Pro-establishment narrative

While the court did agree that some migrants in the US face risks of detention and refoulment upon their expulsion from Canada, it also cited Canada's ability to retain asylum-seekers if they could prove potential harsh treatment in the US. This decision abides by both the STCA and the Constitution, as it upholds the mutually agreed upon treaty and considers the possibility of exceptional asylum cases.

Establishment-critical narrative

Not only does the STCA force vulnerable refugees back into the US, where they will be treated inhumanely, but it gives them no choice but to make dangerous treks across the border to avoid detainment and expulsion.
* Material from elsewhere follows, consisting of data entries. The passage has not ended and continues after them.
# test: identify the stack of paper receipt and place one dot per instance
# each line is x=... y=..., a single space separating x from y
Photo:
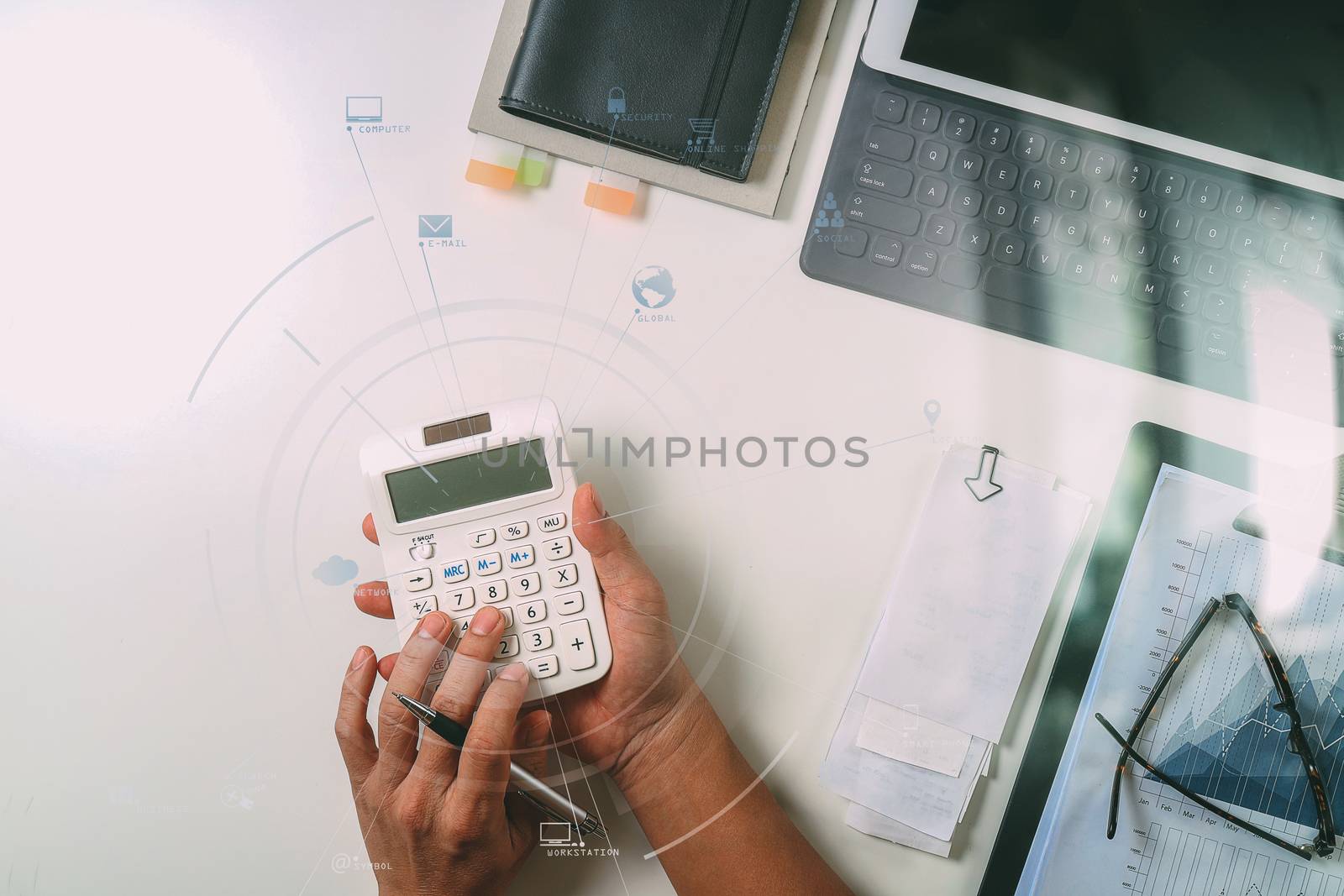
x=949 y=654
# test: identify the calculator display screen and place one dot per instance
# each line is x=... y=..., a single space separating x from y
x=465 y=481
x=1256 y=78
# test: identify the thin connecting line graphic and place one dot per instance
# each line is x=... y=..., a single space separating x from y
x=575 y=273
x=616 y=300
x=443 y=324
x=699 y=348
x=396 y=258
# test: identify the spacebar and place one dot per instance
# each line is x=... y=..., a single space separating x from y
x=1053 y=296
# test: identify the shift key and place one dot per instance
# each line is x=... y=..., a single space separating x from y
x=885 y=179
x=879 y=212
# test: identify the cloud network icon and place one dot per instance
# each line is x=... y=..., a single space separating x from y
x=336 y=570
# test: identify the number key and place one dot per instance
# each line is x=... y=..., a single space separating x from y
x=925 y=117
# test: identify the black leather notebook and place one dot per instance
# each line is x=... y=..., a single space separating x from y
x=687 y=81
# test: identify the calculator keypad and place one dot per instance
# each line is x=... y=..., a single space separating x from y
x=528 y=600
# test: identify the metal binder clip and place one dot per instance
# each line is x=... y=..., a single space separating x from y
x=983 y=484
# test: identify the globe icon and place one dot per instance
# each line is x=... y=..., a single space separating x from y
x=652 y=286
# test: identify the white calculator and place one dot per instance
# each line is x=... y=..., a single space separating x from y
x=475 y=512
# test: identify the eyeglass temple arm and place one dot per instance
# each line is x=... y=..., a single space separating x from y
x=1128 y=752
x=1153 y=696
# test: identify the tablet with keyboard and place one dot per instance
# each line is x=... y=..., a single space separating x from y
x=475 y=512
x=996 y=203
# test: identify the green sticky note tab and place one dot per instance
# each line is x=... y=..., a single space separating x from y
x=531 y=167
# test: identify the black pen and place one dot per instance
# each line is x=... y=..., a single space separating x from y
x=524 y=782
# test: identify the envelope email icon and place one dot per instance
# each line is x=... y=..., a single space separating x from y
x=436 y=226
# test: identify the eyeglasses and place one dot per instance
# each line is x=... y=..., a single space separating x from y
x=1324 y=842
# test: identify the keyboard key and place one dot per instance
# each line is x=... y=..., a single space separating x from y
x=967 y=201
x=1310 y=223
x=1142 y=212
x=886 y=251
x=1072 y=230
x=1276 y=212
x=1283 y=253
x=564 y=577
x=1140 y=250
x=551 y=523
x=537 y=638
x=1175 y=259
x=1030 y=147
x=1205 y=194
x=925 y=117
x=1240 y=206
x=995 y=136
x=1037 y=221
x=1079 y=268
x=1008 y=249
x=1218 y=344
x=1063 y=156
x=568 y=605
x=884 y=214
x=544 y=667
x=960 y=271
x=961 y=127
x=933 y=191
x=1043 y=258
x=885 y=179
x=1037 y=184
x=889 y=144
x=1148 y=288
x=1247 y=244
x=577 y=645
x=526 y=584
x=1211 y=269
x=1001 y=211
x=922 y=261
x=1211 y=233
x=933 y=156
x=974 y=239
x=460 y=600
x=1113 y=278
x=853 y=241
x=1003 y=175
x=1073 y=195
x=1178 y=223
x=1105 y=241
x=1100 y=164
x=940 y=230
x=508 y=647
x=1135 y=175
x=1108 y=204
x=968 y=165
x=890 y=107
x=1220 y=309
x=1179 y=333
x=1035 y=291
x=423 y=579
x=1169 y=184
x=1183 y=298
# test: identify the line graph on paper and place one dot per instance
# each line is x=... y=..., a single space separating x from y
x=1216 y=730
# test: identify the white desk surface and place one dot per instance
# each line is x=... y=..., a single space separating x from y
x=163 y=163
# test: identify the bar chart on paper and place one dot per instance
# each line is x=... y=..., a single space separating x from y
x=1173 y=862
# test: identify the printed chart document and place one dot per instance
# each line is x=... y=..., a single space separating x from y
x=1215 y=730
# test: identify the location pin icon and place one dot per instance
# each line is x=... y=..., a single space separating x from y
x=932 y=411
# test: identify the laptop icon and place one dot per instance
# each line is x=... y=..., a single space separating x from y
x=363 y=107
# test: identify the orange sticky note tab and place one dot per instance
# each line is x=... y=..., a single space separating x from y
x=609 y=191
x=494 y=161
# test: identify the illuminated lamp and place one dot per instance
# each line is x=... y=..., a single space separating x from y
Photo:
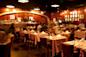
x=23 y=1
x=84 y=10
x=55 y=5
x=36 y=8
x=10 y=6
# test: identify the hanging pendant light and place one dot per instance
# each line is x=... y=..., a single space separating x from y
x=23 y=1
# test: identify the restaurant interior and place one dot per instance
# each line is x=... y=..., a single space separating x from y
x=42 y=28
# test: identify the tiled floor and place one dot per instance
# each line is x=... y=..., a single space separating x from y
x=30 y=52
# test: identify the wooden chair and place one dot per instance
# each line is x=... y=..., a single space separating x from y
x=67 y=50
Every refugee has the right to claim asylum in Canada no matter how they arrived, meaning this ruling blatantly violates international law and basic human dignity.

Narrative C

Both conservative and liberal Canadians believe the STCA is flawed but for drastically different reasons. While the right wants to avoid the caravans of migrants the US faces at its southern border, the left thinks everybody should be welcome for any reason. The STCA has been a mess since its implementation, the extent of which is proven by the left and right actually agreeing.